Celakanya, harga beras yang mahal ternyata tidak membuat produsen beras lebih sejahtera, malah mengakibatkan beban petani bertambah-tambah. Itu lantaran sebagian besar petani di sini merupakan petani gurem dengan sawah kurang dari setengah hektare. Hasil produksinya tentu habis untuk konsumsi sendiri. Mereka praktis menjadi net consumer karena membeli beras untuk kebutuhan sehari-hari.
Barangkali fenomena net consumer ini yang belum diperhitungkan pemerintah dalam menganalisis kenaikan harga beras sejak awal tahun ini. Kementerian Pertanian menaksir pada Januari lalu sekitar 600 ribu hektare sawah menghasilkan lima juta ton beras. Kalau angka produksi itu dapat dipercaya, dengan konsumsi beras nasional sekitar 3,5 juta ton sebulan, semestinya suplai beras berlebih.
Seharusnya, sesuai dengan hukum permintaan dan penawaran, harga beras turun. Namun, di pasar, harga beras justru meningkat 20-30 persen. Memang ada persoalan distribusi yang tidak merata, tapi semestinya ini masalah sementara.

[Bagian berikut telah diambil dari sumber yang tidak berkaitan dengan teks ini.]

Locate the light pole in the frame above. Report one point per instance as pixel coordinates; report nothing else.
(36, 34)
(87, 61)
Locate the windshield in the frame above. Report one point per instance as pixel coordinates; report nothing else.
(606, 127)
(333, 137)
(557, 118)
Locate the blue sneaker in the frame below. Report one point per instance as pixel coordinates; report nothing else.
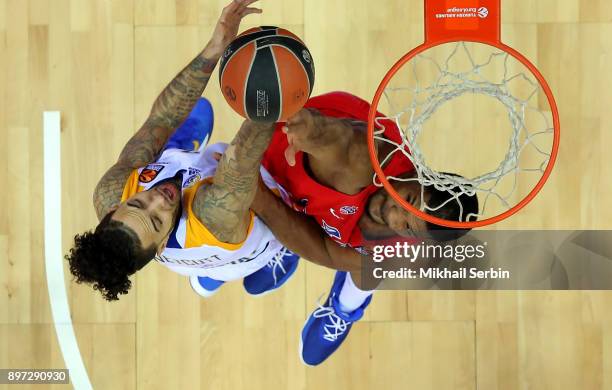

Pada Februari, kendati pemerintah mengklaim bahwa jumlah panen dua kali lipat dibanding bulan sebelumnya, toh harga beras masih saja melangit.
Kalau benar jumlah produksi sebenarnya lebih tinggi ketimbang konsumsi, pasti ada penyebab lain meningkatnya harga beras itu. Boleh jadi angka taksiran jumlah hasil panen itu meleset, bisa juga perkiraan jumlah luas sawah yang panen tak valid. Kemungkinan lain, pemerintah setempat kurang cermat menghitung sawah yang gagal panen. Sudah sangat biasa di republik ini laporan angka keberhasilan kerap dilebih-lebihkan, angka kegagalan selalu dikecil-kecilkan.
Dengan kata lain, bergantung pada jumlah produksi beras dalam negeri untuk menurunkan harga beras di pasar lokal merupakan kebijakan dengan risiko tinggi. Terbukti hasil panen dua bulan pertama tahun ini tak mampu menurunkan harga. Bila pemerintah nekat menunggu hasil panen bulan Maret, yang ditaksir akan menghasilkan lebih dari 20 juta ton beras, rakyat di lapisan bawah yang bakal menjadi korban akibat harga beras yang tak bakal turun. Sungguh merupakan pertaruhan yang berbahaya lantaran bersangkut-paut dengan perut rakyat di tingkat bawah.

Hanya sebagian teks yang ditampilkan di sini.